I can't pay homage to "The Scout" (see previous post) and ignore his adversarial brothers-in-sculpture. If the bronze Indian on horseback is this town's most recognized art piece, these bas-relief cowboys on horseback might be among the least. At treetop height on the limestone exterior of the Nelson-Atkins Museum of Art, riding north from the museum's southwest corner, they're easy to miss.
Sculptor Charles Keck created them in 1933 as one of 23 historical panels representing, in the words of The Kansas City Star, "an allegory of Civilization's conquest of this section of the West." (I'm guessing "The Scout," if he could protest, would put it differently.) Keck, who also gave us the Andrew Jackson on horseback outside the County Courthouse downtown, described this panel as "An incident from the great early cattle drives."
But, like "The Scout," Keck's cowboys incited controversy among fastidious Westerners. The details were all wrong, they said – bedroll too neat, bridle too British, stirrups misaligned, posture too relaxed. "Like mail-order catalog cowboys," said the governor of Oregon when he saw photos of the then-new Nelson museum. Keck's response: He had researched cowboys at a rodeo in his native New York City. Which, of course, confirmed the Western suspicions. "Rodeo cowboys," wrote one Nevada editor, "play the cowboy role to the public's taste. Life on the range is not a rodeo any more than it is a picnic."

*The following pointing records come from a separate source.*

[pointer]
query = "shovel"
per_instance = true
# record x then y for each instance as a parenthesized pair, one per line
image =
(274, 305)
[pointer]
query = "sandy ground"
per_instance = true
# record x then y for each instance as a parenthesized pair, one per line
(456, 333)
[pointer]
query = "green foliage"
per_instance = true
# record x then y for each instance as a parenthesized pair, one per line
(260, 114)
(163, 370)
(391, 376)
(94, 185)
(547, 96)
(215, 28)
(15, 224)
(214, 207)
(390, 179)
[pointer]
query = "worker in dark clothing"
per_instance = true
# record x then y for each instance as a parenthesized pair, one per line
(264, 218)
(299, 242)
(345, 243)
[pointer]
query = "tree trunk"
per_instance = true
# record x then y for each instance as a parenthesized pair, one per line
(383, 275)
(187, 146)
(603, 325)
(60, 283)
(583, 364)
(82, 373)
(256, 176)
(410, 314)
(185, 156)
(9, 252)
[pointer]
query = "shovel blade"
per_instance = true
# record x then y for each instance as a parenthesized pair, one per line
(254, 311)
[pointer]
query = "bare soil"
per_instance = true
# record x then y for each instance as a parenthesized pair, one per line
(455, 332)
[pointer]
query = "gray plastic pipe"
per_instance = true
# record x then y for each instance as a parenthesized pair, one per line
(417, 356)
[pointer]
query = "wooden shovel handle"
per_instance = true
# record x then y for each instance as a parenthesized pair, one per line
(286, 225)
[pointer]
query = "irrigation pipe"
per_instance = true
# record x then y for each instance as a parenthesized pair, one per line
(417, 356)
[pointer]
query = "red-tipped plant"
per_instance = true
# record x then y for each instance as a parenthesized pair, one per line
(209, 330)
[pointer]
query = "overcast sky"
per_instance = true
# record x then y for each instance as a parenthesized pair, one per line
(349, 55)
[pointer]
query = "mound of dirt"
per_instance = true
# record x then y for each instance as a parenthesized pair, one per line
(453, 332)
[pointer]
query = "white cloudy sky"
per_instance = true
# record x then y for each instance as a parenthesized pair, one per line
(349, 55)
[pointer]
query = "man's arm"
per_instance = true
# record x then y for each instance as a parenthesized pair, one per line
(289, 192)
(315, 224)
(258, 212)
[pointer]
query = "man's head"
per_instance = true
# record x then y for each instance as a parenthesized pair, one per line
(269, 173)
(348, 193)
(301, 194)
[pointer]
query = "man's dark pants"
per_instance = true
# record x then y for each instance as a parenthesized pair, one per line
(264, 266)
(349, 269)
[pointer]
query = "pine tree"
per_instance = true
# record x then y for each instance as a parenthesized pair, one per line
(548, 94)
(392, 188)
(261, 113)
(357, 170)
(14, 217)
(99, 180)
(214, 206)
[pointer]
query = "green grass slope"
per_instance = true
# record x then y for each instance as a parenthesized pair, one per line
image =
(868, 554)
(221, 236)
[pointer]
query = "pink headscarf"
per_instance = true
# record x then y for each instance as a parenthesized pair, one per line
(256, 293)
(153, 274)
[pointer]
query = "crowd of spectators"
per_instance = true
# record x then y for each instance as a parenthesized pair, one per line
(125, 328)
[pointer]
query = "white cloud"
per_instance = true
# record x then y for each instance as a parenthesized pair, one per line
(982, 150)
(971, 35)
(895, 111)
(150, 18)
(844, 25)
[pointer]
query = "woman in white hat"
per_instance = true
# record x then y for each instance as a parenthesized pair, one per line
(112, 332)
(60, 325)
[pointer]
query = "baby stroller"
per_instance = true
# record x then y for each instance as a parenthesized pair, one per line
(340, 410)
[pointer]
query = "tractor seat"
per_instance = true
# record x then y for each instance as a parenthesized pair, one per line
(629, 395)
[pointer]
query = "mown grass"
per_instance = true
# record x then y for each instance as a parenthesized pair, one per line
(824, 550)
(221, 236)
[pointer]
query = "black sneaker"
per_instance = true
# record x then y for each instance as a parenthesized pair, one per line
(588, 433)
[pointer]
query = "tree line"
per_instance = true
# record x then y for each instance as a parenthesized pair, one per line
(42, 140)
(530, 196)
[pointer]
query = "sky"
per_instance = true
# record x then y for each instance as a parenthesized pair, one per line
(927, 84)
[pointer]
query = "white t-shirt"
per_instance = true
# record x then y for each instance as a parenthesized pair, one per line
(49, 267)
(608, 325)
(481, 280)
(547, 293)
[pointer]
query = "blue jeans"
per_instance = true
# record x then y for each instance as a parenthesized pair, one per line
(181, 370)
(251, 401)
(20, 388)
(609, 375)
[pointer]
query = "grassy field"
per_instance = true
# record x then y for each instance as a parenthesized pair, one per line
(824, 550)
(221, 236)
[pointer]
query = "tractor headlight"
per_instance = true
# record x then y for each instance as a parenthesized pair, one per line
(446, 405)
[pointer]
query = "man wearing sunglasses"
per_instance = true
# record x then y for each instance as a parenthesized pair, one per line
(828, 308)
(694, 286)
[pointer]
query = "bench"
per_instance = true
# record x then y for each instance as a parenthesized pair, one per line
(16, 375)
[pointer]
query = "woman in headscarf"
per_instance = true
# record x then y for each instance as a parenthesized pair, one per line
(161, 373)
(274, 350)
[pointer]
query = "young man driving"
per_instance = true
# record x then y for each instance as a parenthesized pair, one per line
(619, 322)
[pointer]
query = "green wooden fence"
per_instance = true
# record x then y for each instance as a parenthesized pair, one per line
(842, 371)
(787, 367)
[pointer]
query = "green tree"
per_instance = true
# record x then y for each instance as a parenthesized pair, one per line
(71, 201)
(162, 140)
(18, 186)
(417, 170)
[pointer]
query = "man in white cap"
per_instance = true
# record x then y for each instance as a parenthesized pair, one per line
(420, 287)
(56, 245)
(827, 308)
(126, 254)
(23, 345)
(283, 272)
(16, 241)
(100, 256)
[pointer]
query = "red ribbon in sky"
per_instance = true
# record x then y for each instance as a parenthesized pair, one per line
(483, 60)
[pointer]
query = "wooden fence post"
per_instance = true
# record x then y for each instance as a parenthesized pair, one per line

Probably not, I was thinking the other day as I squinted at Keck's limestone rodeo cowboys high overhead. And just above them, one of those quotations that ring the museum's walls: Art still has truth. Take refuge there. It was early autumn, the breeze was cool, the sun warm, the sky a deep blue. One of those painfully gorgeous days, actually, that give life the feel of a picnic.